- Born: February 18, 1927 Salem, Massachusetts
- Died: April 1, 2017 (aged 90) Worcester, Massachusetts
- Education: Harvard University, 1948 (AB), University of Rochester, 1953 (PhD), 1959 (MD)
- Occupations: Physician (pediatrics), human geneticist, embryologist, developmental biologist
- Years active: 1952–1995
- Known for: Differential adhesion hypothesis, Townes–Brocks syndrome, Trypsinogen deficiency disease
- Notable work: Directed movements and selective adhesion of embryonic amphibian cells. (1955). J. Exp. Zool. Hereditary syndrome of imperforate anus with hand, foot, and ear anomalies. (1972). J. Pediatr Trypsinogen deficiency disease. (1965). J. Pediatr.
- Spouse: Marjorie G. Townes

= Philip L. Townes =

Philip Leonard Townes (February 18, 1927 – April 1, 2017) was an American physician, human geneticist, embryologist and developmental biologist who identified Townes–Brocks syndrome (along with Eric Brocks) in 1972 while a Professor of Pediatrics at the University of Rochester.

As a graduate student, his pioneering work with Johannes Holtfreter served as the basis for the differential adhesion hypothesis that explains cellular movement and differentiation during morphogenesis.

In 1965, he described the first patient with isolated pancreatic trypsinogen deficiency, an inborn error of metabolism, that became known as trypsinogen deficiency disease.

== Early life and education ==

Philip Leonard 'Len' Townes was born February 18, 1927, in Salem, Massachusetts to Saul and Lillian (Kravetsky) Townes. He graduated from Salem High School and served in the United States Navy during World War II. He attended Harvard University, earning an AB in 1948. He went on to the University of Rochester, earning a PhD from the Department of Biology in 1953 under the mentorship of Johannes Holtfreter, and earning an MD in 1959. He completed his residency training in pediatrics at the University of Rochester in 1964 and served as Chief Resident in 1965.

== Research ==

As a graduate student working in the laboratory of Johannes Holtfreter, Townes pioneered a technique for studying the kinetic and morphogenetic phenomena, subsequent to the combination of two or more well defined cell types, that revolutionized the understanding of morphogenesis, and serves as the basis for the differential adhesion hypothesis. With this technique, areas of embryonic tissue (mostly cell layers from amphibian neurulae) were teased from the embryos with glass needles. Once separated they could be recombined with one another. This demonstrated that in the process of sorting out, the different cell types exhibited a cell-specific tendency to arrange themselves in a definite tissue pattern that corresponded to that in normal development. The work was published as Townes' thesis in the classic paper in embryology and developmental biology, 'Directed movements and selective adhesion of embryonic amphibian cells' in 1955 in the J. Exp. Zool. 128:53-120.

== Medical career ==
Townes was a member of the faculty at the University of Rochester in the Departments of Anatomy and Pediatrics from 1952 to 1979. He was named Professor of Pediatrics in 1966 and served as the Chairman of the Division of Genetics and Director of the Genetic Clinic from 1966 to 1979. He served as an honorary research assistant at the University College, London, England between 1965 and 1966.

In 1965, Townes described the first patient with isolated trypsinogen deficiency with secondary lack of activation of chymotrypsin and procarboxypeptidase. The 6-week-old infant was unable to hydrolyze dietary protein due to a singular deficiency of pancreatic trypsinogen. This inborn error of metabolism, resulting in failure to thrive, became known as trypsinogen deficiency disease.

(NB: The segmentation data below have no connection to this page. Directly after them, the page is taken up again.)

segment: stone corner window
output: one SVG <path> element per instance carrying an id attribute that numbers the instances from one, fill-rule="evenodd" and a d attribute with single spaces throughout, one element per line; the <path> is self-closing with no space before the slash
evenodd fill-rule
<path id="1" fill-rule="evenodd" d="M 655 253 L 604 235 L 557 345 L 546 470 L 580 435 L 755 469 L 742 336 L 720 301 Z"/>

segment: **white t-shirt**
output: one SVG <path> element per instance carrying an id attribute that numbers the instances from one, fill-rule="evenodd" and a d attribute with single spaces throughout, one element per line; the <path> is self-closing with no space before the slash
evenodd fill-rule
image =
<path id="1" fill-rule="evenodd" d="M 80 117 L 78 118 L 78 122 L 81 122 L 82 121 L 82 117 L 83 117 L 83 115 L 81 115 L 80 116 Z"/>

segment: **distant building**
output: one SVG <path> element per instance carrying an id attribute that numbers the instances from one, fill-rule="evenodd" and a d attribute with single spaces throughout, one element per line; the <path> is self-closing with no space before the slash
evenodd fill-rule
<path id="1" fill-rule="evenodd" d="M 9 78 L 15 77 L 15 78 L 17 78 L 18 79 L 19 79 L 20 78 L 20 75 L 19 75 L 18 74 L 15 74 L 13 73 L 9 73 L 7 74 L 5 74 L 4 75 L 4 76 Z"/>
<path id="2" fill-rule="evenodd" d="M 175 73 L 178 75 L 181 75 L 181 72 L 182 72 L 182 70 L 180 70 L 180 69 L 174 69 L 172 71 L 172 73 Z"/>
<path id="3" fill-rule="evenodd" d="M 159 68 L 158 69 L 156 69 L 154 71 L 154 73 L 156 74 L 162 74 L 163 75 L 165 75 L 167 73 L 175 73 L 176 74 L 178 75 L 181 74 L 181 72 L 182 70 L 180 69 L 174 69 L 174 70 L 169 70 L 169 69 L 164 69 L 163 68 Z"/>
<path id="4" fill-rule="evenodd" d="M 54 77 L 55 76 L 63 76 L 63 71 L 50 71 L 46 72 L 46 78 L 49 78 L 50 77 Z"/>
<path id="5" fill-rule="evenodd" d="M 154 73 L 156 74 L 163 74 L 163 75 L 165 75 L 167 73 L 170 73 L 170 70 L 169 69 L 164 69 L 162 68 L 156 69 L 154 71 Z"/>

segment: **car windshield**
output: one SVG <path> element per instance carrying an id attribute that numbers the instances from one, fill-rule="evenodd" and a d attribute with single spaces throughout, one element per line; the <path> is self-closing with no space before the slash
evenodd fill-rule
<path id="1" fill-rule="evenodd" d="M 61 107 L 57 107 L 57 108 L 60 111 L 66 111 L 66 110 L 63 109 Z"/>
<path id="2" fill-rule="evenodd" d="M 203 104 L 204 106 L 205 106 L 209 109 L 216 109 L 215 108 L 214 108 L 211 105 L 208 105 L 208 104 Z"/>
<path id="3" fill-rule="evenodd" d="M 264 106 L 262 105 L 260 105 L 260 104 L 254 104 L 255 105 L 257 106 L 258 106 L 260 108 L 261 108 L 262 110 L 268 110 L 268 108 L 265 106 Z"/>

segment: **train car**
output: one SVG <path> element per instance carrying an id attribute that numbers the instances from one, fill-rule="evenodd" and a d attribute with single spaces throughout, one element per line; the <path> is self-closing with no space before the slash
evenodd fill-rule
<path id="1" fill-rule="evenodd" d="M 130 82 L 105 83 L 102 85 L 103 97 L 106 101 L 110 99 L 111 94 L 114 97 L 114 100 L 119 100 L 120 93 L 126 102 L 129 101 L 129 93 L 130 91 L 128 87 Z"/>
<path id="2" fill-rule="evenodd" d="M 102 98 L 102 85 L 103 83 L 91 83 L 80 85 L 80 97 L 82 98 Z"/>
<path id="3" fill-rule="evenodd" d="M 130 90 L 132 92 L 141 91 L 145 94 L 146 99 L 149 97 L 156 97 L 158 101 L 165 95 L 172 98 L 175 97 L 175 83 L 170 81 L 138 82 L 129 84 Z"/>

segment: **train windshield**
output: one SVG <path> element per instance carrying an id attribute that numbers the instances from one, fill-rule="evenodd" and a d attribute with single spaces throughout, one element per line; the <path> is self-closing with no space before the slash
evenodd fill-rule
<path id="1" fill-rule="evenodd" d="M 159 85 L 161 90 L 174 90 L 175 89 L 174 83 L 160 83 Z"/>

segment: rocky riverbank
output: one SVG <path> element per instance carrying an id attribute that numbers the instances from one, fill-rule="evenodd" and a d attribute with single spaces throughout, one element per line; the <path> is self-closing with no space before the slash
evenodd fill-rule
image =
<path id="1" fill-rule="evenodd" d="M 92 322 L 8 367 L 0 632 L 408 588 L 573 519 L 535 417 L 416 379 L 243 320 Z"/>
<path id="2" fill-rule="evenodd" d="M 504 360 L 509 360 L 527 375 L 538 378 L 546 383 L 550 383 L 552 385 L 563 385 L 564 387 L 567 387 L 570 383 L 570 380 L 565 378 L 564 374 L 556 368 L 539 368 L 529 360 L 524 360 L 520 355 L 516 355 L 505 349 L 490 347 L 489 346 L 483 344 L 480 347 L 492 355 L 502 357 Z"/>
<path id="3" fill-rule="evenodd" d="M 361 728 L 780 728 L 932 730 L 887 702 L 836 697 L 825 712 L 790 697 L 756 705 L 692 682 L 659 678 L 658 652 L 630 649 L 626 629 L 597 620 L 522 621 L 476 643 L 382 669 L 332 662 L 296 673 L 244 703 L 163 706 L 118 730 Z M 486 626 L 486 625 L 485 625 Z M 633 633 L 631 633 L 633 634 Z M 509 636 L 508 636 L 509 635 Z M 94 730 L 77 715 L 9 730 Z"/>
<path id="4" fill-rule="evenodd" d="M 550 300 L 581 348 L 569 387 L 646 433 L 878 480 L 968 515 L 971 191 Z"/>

In 1972, he identified a rare inherited syndrome in a father and four of his six children, characterized by the triad of imperforate anus, dysplastic ears, and thumb malformations, subsequently known as Townes–Brocks syndrome. Townes-Brocks syndrome was later found to be caused by a mutation in the SALL1 gene on chromosome 16q12.1.

Townes was a member of the faculty and Professor of Pediatrics and Obstetrics and Gynecology at the University of Massachusetts Medical School from 1979 to 1995 where he directed the Genetic Clinic and the Cytogenetics Laboratory. In 1995 he retired to become an emeritus Professor of Pediatrics and Obstetrics and Gynecology.